An interview by Gregory Dominato of Anthony Blake on this subject can be accessed at IdiotPlayers
Most things happened mostly by momentum and my readings of the last two series of writings by Gurdjieff are probably no exception. Though, after completing the First Series, I was considering his next two books as possible candidates for my ministrations, amongst others such as Rene Daumal's Mount Analogue, it was a chance remark by someone thanking me for the Beelzebub readings that impelled me to make a start and see where it led me. Of course, there is the edict, as pronounced somewhere by Gurdjieff himself, "better not to start; but, if start, better finish". I had long been attracted to the idea of the Second Series, with its travelogues and portraits of "remarkable men" and I looked forward to it also as a relief from the intensive demands of sustaining the paragraph sentences of Beelzebub, which would tax any mortal, I feel, not least because the punctuation adds to the torture of reading it aloud. Here I must add that there are two main axes of challenge in reading Gurdjieff at his most expansive; one of them is simply finding ways to breathe as some sentence goes on perhaps forasmuch as a whole page, the punctuation not adequate enough for this, or I might say, only something an underwater swimmer with highly developed lungs could manage, the other being the challenge of meaning, even at the basic level of recognising and conveying the interrelationships of the plethora of clauses Gurdjieff intertwines, as if making a tapestry. But I remember well, on reading my very first chapter "The Arousing of Thought" the feeling for a kind of musically-notated script behind the words, a pattern of its meaning, capable of guiding the reading.

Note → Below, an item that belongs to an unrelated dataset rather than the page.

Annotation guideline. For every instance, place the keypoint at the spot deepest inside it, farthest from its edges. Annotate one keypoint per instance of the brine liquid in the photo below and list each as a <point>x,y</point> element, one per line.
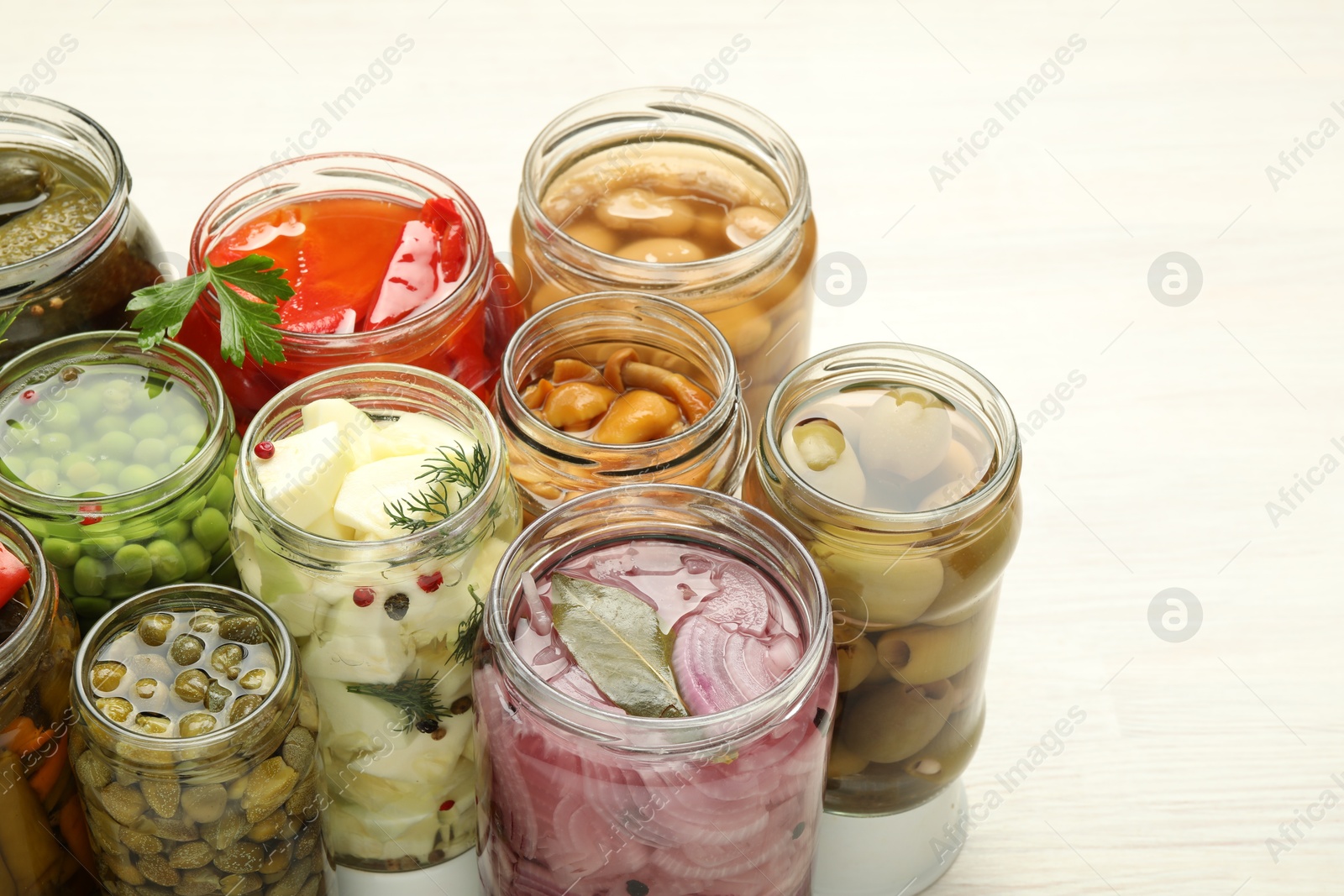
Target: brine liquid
<point>902,449</point>
<point>736,634</point>
<point>100,430</point>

The shift of struggle from Beelzebub to Meetings is appealing but Gurdjieff of course is still provocative and sets the reader up with the diatribe of a wise Persian directed against Western literature which turns out, in fact, to consist of stories about journalists in Azerbaijan and with some unlikely tale of superior journalists in ancient Babylon. Meetings also has a sting in its tail, in the infamous last chapter "The Material Question" which not only contains the amusing story about manufacturing corsets but also a harrowing account of Gurdjieff's financial disasters, placed in the context of human conflict and suffering in the region he was brought up in, the chapter ending with the collapse of his proposed business in antiques in New York because of the crash on Wall Street. Gurdjieff certainly knows how to work the emotions of the reader, in this being true to his expressed conviction that understanding without feeling is misunderstanding (let alone the automatic instinct I will get to later). I've felt myself moved, infuriated, depressed, excited in equal measures. Much of his portraiture of people is pious in the extreme, so that one has to weep over the account of his father and his desire for is his grave to be found and marked with a special inscription, or anonymously attending the Mass arranged for the soul of Dean Borsh.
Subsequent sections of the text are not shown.